Mail Archives: cygwin/2008/01/17/10:39:24
I'm a Windows maintainer for the R project. We include the Cygwin
rm.exe program in the toolset we've put together for developers, and
have occasionally heard that it fails.
A few days ago I tracked down the cause of failure to the following:
Users who install Cygwin then uninstall it (perhaps improperly, I'm not
sure) can be left with the registry key
[HKEY_LOCAL_MACHINE\SOFTWARE\Cygnus Solutions\Cygwin\mounts v2\/]
set with a non-existent path as the "native" string value (which is
normally be something like "c:\\cygwin"). When that happens, "rm -rf
subdir" fails with this message:
C:\temp rm -rf test
rm: failed to get attributes of `/': No such file or directory
I suspect this is user error in uninstalling Cygwin improperly, but it's
still somewhat perplexing to users. Perhaps rm (and other utilities
doing whatever it is doing) should be more robust against bad mounts?
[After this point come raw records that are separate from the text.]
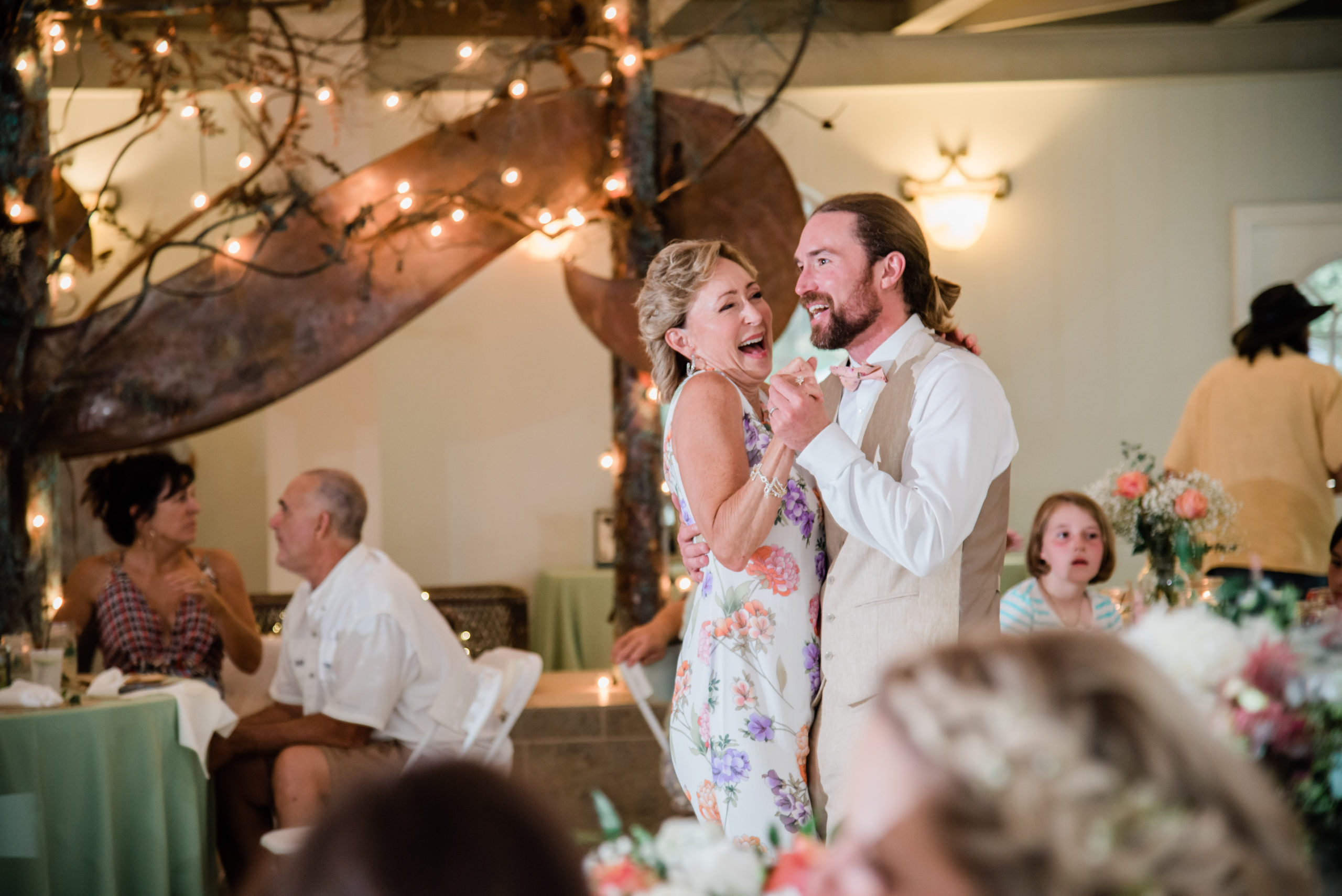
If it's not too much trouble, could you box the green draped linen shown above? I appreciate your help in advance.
[0,696,218,896]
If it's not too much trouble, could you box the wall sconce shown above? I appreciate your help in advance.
[899,147,1011,250]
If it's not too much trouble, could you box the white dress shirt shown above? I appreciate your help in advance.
[270,545,471,751]
[797,315,1019,576]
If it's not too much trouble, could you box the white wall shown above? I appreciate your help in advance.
[52,72,1342,589]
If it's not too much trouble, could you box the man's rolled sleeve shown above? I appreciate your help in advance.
[797,423,864,491]
[270,639,304,706]
[321,613,410,731]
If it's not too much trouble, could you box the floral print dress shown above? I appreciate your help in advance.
[662,372,825,848]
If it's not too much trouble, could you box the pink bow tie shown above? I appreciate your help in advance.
[829,363,886,392]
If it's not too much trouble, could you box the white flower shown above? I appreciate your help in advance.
[652,818,724,869]
[1123,605,1248,713]
[667,840,764,896]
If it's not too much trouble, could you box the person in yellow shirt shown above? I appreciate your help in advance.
[1165,283,1342,593]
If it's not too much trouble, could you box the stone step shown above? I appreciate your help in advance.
[513,671,678,843]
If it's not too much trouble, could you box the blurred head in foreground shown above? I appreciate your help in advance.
[816,632,1316,896]
[270,762,588,896]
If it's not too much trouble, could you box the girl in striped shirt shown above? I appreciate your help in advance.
[1001,491,1123,634]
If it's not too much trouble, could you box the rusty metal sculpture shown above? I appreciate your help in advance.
[32,90,804,456]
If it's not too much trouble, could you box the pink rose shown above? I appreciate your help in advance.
[1114,469,1151,500]
[1174,488,1206,519]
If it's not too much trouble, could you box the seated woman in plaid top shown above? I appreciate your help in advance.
[57,452,262,683]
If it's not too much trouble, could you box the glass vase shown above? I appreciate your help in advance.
[1137,551,1193,606]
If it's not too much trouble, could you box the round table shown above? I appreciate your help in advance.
[0,696,218,896]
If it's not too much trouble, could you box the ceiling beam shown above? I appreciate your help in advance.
[954,0,1181,34]
[1212,0,1302,26]
[895,0,992,35]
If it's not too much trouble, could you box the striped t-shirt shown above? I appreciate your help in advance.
[1001,578,1123,634]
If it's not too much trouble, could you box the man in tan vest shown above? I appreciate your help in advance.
[769,193,1017,834]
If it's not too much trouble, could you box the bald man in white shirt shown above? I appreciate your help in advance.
[211,469,483,892]
[769,193,1017,832]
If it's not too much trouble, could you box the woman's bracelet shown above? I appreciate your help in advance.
[750,464,788,498]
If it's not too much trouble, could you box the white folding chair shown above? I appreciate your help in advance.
[620,663,671,755]
[475,646,544,764]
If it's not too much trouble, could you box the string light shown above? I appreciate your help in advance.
[619,46,643,75]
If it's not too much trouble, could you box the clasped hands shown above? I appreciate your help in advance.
[765,358,829,454]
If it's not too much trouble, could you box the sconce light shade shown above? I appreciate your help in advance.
[899,149,1011,251]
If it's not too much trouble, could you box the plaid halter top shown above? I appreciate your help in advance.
[95,553,224,682]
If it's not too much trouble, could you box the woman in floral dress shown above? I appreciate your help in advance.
[639,242,825,848]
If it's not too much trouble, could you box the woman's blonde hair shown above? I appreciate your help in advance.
[1025,491,1118,585]
[633,240,758,404]
[878,632,1318,896]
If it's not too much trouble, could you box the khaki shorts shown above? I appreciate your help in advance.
[318,740,410,795]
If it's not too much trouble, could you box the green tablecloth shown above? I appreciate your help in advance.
[0,696,218,896]
[527,553,1030,672]
[527,564,685,672]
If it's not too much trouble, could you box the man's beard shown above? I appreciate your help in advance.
[801,280,880,349]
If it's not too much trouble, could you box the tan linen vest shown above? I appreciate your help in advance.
[820,331,1011,706]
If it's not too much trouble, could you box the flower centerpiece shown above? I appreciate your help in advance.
[582,790,824,896]
[1123,598,1342,875]
[1087,441,1239,605]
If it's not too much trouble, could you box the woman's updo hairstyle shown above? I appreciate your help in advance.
[83,451,196,547]
[633,240,760,404]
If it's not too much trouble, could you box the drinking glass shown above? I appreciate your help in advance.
[0,632,32,684]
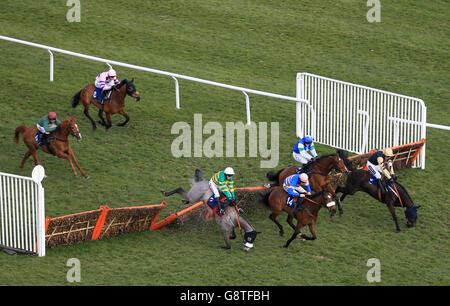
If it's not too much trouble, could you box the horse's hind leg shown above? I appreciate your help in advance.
[269,213,284,236]
[117,108,130,126]
[98,109,107,126]
[84,106,97,130]
[220,229,231,250]
[161,187,189,204]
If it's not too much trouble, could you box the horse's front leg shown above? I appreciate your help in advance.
[220,229,231,250]
[98,109,106,126]
[84,106,97,130]
[106,112,112,131]
[117,108,130,126]
[19,151,34,168]
[68,149,90,179]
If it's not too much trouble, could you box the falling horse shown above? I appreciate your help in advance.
[266,150,350,218]
[161,169,258,251]
[262,186,336,248]
[336,169,420,232]
[14,118,89,179]
[72,78,141,131]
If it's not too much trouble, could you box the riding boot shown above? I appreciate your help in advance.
[293,198,303,213]
[97,90,105,105]
[378,179,386,194]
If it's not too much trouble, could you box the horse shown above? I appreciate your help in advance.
[72,78,141,131]
[336,169,420,232]
[262,186,336,248]
[161,168,259,251]
[266,150,351,219]
[14,118,89,179]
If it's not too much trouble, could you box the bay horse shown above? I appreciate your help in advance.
[336,169,420,232]
[14,118,89,179]
[262,186,336,248]
[72,78,141,131]
[266,150,350,219]
[161,168,259,251]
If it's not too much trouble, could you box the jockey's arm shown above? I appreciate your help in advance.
[309,144,317,157]
[299,146,312,160]
[377,156,391,180]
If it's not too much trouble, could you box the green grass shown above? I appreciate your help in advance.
[0,0,450,286]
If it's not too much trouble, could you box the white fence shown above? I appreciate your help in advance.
[0,166,45,256]
[0,35,309,124]
[297,73,428,169]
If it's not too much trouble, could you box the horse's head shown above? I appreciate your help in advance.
[126,78,141,101]
[321,188,336,211]
[331,155,350,173]
[405,204,421,227]
[68,118,82,140]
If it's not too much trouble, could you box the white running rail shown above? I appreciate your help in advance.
[0,165,45,256]
[0,35,309,124]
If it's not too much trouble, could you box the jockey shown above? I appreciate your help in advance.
[366,148,395,193]
[209,167,236,210]
[94,69,120,104]
[283,173,311,210]
[292,136,317,165]
[36,112,61,145]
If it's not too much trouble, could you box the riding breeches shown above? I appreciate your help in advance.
[292,152,309,164]
[367,161,383,180]
[209,179,220,198]
[36,124,50,134]
[283,184,307,197]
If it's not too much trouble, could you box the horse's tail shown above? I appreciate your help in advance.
[266,168,284,182]
[72,90,82,107]
[260,188,273,207]
[14,125,27,143]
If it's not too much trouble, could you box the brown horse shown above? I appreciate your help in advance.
[262,187,336,248]
[336,169,420,232]
[14,118,89,179]
[72,78,141,131]
[266,151,349,218]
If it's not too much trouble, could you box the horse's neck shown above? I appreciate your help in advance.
[111,84,127,105]
[311,159,331,174]
[53,122,69,139]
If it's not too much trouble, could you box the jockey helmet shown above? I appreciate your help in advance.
[48,112,56,119]
[383,148,394,157]
[303,136,312,143]
[108,69,117,77]
[300,173,309,184]
[224,167,234,175]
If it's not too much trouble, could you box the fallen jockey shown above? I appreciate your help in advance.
[283,173,311,211]
[93,69,120,105]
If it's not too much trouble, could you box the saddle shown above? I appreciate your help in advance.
[92,88,112,104]
[206,194,231,218]
[295,160,314,177]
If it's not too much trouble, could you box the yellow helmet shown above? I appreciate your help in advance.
[383,148,394,157]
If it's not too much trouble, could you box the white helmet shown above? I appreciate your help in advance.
[300,173,309,184]
[108,69,117,77]
[223,167,234,175]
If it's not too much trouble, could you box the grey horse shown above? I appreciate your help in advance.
[161,168,258,251]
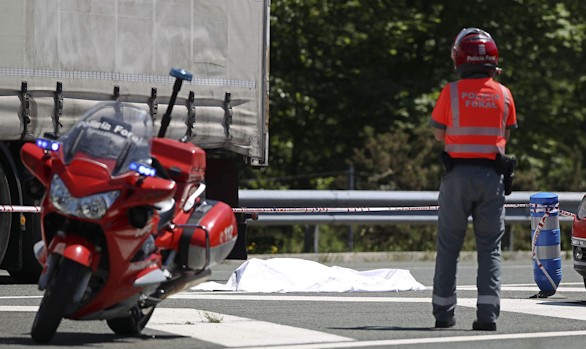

The version info I see is as follows:
C:\temp rm --version
rm (GNU coreutils) 6.9
Copyright (C) 2007 Free Software Foundation, Inc.
This is free software. You may redistribute copies of it under the terms of
the GNU General Public License <http://www.gnu.org/licenses/gpl.html>.
There is NO WARRANTY, to the extent permitted by law.